Mitigation	Effect	Why it works
1. Reuse a Buffer (`openSync` + `readSync` into a pre-allocated buffer)	Up to 5× throughput, gap nearly disappears	Removes per-iteration allocation → no `malloc` → no `mmap_lock`
2. Raise `Buffer.poolSize` per Worker (e.g. `256KB` for 64KB files)	+32% workers throughput, gap closes from 0.53 → 0.81	Routes `Buffer.allocUnsafe` allocations through the in-realm slab pool; reduces `mmap_lock` write count by 2.5× (10,500 → 4,137). Only works when `fileSize < poolSize/2` AND pool stays under glibc `M_MMAP_THRESHOLD` (~128KB-1MB sweet spot)
3. Shard work across child processes instead of Workers	Restores procs-fast behavior	Each process has its own `mm_struct` → no shared lock
~~4. `MALLOC_MMAP_MAX_=0 MALLOC_TRIM_THRESHOLD_=-1`~~	Marginal (~5-7% in independent re-runs, within noise; an early single run showed +30% but didn't replicate)	In theory stops glibc from `mmap`/`munmap`'ing freed chunks back to kernel — in practice arena growth still dominates
~~5. jemalloc (`LD_PRELOAD`)~~	Marginal at 64KB, worse at 8MB	Not worth it
~~6. THP tuning (`always`/`never`/`madvise`)~~	Within noise (~10% variance)	`mmap_lock` taken once per syscall regardless of page size
~~7. Switch sync → async `readFile`~~	Workers unchanged; procs get slower (CPU oversubscription)	Async doesn't avoid the kernel lock — it moves the syscall to libuv threadpool threads, which still share `mm_struct`

The only mitigation that genuinely eliminates the contention is buffer reuse. Everything else either dodges it (separate processes) or marginally reduces it.

Setup

OS: Linux 6.8 (Ubuntu)
CPU: Intel i7-7700 (4C/8T, single NUMA node)
Node: built from the nodejs/node main branch (27.0.0-pre); same results expected on stable Node 20+
Allocator: glibc 2.39 (Ubuntu 24.04 default)
bpftrace: 0.20.2 with mmap_lock:* tracepoints available
Default kernel built without CONFIG_LOCK_STAT — so we use bpftrace rather than /proc/lock_stat

The benchmark targets are pre-generated random files at /tmp/fs-contention-files/{small,med,large,huge} (128B, 64KB, 1MB, 8MB). run.sh creates them.

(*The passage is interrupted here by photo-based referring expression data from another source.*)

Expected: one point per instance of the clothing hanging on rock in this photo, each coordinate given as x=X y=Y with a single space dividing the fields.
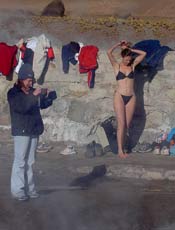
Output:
x=7 y=58
x=88 y=62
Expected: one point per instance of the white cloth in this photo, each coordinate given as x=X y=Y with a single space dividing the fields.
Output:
x=40 y=55
x=32 y=43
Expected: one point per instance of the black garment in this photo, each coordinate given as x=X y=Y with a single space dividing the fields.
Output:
x=25 y=112
x=121 y=75
x=68 y=55
x=126 y=99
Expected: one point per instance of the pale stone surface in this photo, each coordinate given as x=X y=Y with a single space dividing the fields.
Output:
x=78 y=109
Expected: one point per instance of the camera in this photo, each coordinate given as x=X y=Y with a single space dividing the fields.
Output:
x=44 y=91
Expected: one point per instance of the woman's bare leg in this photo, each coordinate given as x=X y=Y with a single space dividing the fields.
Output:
x=119 y=109
x=130 y=108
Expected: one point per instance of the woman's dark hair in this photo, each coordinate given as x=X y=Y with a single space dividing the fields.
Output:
x=20 y=83
x=126 y=52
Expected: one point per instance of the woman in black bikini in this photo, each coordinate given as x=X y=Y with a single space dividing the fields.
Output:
x=124 y=97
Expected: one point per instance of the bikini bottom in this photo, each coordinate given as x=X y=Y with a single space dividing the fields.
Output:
x=126 y=99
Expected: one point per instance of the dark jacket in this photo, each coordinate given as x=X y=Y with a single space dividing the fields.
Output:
x=25 y=112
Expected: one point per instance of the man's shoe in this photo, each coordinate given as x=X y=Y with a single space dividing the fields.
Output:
x=21 y=198
x=33 y=195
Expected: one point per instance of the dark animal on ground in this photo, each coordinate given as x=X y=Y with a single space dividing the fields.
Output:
x=55 y=8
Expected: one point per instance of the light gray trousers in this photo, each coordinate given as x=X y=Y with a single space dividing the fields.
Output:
x=22 y=181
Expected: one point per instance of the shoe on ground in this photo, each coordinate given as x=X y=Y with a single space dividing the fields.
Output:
x=164 y=151
x=156 y=151
x=145 y=148
x=21 y=198
x=69 y=150
x=33 y=195
x=43 y=148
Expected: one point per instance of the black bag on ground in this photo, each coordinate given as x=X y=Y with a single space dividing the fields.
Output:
x=110 y=133
x=94 y=149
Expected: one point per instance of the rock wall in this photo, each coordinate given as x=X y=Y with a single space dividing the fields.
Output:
x=78 y=110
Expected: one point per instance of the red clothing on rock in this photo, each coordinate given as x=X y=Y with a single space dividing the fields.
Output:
x=7 y=58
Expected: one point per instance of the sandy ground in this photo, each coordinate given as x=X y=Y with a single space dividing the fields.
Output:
x=112 y=204
x=161 y=8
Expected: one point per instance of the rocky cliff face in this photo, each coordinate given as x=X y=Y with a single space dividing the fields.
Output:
x=78 y=110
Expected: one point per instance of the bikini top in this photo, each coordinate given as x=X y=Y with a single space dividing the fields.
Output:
x=121 y=75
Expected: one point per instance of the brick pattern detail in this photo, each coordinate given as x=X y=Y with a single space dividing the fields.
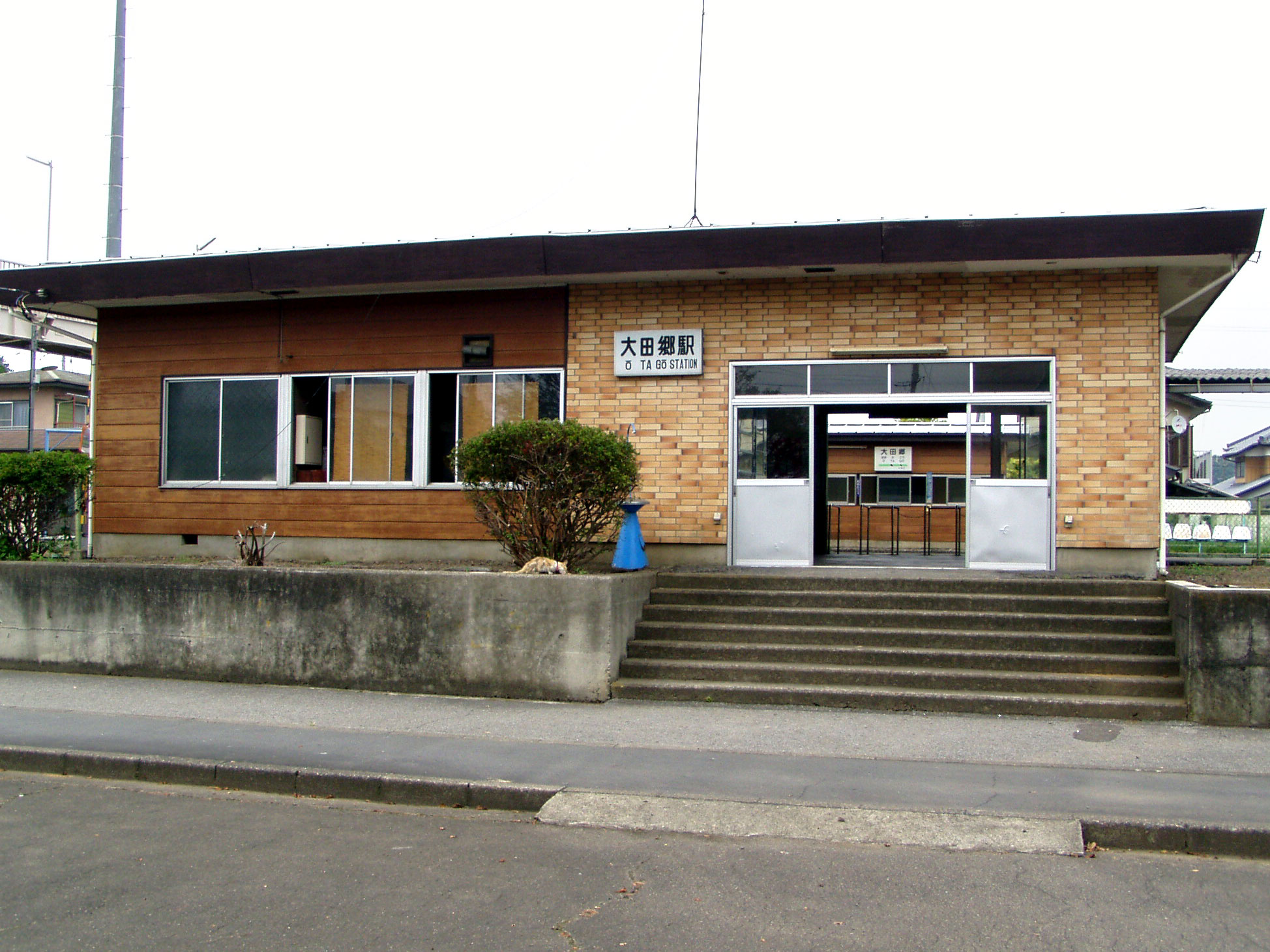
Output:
x=1101 y=325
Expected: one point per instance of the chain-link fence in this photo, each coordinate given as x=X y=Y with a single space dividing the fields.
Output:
x=1220 y=534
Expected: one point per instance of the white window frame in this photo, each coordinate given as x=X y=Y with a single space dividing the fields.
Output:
x=12 y=404
x=495 y=373
x=417 y=432
x=280 y=422
x=285 y=423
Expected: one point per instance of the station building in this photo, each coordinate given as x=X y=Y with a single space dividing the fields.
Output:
x=979 y=392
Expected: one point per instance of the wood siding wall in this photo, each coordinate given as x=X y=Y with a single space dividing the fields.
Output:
x=138 y=348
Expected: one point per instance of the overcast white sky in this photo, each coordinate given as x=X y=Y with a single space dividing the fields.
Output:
x=278 y=123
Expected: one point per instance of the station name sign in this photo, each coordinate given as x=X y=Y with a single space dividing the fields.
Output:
x=893 y=459
x=657 y=353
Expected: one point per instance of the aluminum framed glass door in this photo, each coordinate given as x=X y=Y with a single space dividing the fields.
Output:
x=771 y=506
x=1010 y=519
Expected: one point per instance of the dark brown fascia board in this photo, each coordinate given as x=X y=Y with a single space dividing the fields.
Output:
x=600 y=257
x=1172 y=235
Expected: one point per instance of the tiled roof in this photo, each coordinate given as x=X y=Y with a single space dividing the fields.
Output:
x=48 y=375
x=1259 y=439
x=1218 y=375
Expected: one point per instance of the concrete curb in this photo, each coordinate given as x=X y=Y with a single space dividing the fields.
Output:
x=271 y=779
x=1205 y=839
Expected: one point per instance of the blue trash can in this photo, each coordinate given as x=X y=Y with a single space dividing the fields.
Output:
x=630 y=541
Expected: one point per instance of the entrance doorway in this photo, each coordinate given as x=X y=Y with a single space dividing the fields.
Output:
x=940 y=463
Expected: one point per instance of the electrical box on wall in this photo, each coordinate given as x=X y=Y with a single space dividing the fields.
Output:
x=309 y=433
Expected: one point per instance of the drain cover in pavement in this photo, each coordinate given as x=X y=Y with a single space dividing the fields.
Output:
x=1098 y=732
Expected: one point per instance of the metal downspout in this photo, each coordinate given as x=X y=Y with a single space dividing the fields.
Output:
x=92 y=447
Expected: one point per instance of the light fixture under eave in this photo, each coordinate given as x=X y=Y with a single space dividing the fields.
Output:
x=928 y=351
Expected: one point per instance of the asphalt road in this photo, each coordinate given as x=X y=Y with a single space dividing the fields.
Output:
x=92 y=865
x=1056 y=767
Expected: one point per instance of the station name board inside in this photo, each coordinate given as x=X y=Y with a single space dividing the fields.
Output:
x=657 y=353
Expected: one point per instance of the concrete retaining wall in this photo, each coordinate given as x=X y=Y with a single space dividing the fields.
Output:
x=1223 y=641
x=480 y=634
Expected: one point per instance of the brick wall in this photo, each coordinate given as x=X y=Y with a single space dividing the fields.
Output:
x=1102 y=328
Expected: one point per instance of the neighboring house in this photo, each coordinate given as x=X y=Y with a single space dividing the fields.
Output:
x=61 y=404
x=1180 y=476
x=323 y=390
x=1251 y=459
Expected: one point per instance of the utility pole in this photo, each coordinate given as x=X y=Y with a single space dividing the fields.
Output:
x=115 y=199
x=48 y=226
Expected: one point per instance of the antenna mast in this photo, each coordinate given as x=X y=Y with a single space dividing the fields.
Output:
x=696 y=150
x=115 y=192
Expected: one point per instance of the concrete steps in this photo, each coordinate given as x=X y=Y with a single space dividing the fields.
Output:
x=1015 y=645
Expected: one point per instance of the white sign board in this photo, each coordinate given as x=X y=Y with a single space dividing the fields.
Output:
x=893 y=459
x=657 y=353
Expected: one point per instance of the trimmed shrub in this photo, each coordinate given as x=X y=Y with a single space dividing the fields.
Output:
x=548 y=488
x=35 y=490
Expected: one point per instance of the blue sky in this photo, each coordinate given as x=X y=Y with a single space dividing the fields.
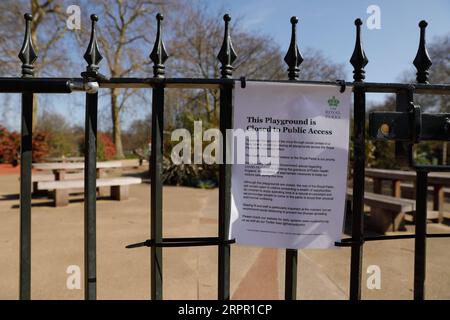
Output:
x=325 y=25
x=328 y=26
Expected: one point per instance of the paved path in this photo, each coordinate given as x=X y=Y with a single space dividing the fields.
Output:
x=190 y=273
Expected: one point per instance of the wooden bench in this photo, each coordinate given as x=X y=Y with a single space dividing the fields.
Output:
x=119 y=188
x=40 y=177
x=387 y=213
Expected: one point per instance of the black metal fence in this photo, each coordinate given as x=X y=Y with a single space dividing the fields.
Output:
x=411 y=126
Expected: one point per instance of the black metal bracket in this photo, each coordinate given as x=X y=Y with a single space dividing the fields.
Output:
x=412 y=126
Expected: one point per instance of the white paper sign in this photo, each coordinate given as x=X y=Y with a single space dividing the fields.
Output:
x=302 y=205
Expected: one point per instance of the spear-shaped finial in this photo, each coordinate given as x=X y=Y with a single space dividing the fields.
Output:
x=159 y=54
x=359 y=59
x=27 y=54
x=422 y=61
x=227 y=55
x=92 y=54
x=293 y=57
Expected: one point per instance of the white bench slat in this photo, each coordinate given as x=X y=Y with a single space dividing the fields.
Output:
x=51 y=177
x=387 y=202
x=75 y=165
x=103 y=182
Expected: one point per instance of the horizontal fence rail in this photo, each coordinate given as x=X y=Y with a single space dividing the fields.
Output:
x=91 y=81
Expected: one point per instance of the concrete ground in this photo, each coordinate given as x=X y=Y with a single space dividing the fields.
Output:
x=191 y=273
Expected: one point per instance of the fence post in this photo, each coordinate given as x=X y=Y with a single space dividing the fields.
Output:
x=422 y=62
x=92 y=57
x=158 y=56
x=28 y=56
x=226 y=56
x=358 y=61
x=293 y=59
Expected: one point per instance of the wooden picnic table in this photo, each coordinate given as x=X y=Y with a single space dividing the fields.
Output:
x=438 y=180
x=60 y=169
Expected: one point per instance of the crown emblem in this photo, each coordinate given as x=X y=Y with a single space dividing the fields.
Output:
x=333 y=102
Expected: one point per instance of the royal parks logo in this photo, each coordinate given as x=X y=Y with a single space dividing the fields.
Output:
x=333 y=103
x=332 y=112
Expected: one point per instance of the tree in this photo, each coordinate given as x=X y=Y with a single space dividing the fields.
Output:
x=439 y=50
x=123 y=34
x=47 y=30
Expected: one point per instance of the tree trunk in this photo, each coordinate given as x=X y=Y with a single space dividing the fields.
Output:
x=117 y=131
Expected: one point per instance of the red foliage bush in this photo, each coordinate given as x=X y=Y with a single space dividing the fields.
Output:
x=105 y=147
x=10 y=146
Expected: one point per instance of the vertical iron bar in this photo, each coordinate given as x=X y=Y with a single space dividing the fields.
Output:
x=358 y=193
x=93 y=58
x=420 y=239
x=226 y=107
x=25 y=196
x=401 y=148
x=422 y=62
x=156 y=192
x=226 y=56
x=359 y=61
x=293 y=59
x=90 y=196
x=28 y=56
x=158 y=56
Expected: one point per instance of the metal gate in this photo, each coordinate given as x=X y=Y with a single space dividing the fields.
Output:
x=411 y=126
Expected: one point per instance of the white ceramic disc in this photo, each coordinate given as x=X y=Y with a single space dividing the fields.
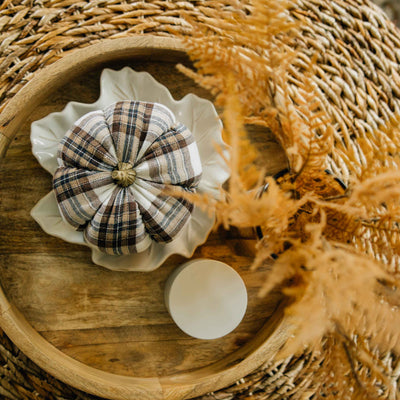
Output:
x=207 y=299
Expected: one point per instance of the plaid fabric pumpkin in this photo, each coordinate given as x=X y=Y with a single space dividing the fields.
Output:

The Investigation, In Order

Hypothesis 0: Theoretical analysis says workers should not contend

Reading the Node source confirms the sync readFileSync path bypasses libuv's threadpool entirely (uv_fs_open/read/close(nullptr, ...) runs uv__fs_work inline on the calling thread). Each Worker has its own V8 Isolate, libuv loop, ArrayBuffer allocator, and Permission object. No process-global Node-level locks are taken on the sync read path.

So Node itself is innocent. The contention must be in something workers implicitly share: the kernel, libc, or hardware.

Hypothesis 1: Reproduce the gap

run-workers.js and run-procs.js spawn K parallel JS contexts (Worker threads or child processes), each doing N readFileSync iterations on the same file. A SharedArrayBuffer barrier (for workers) ensures the timed loops start in sync.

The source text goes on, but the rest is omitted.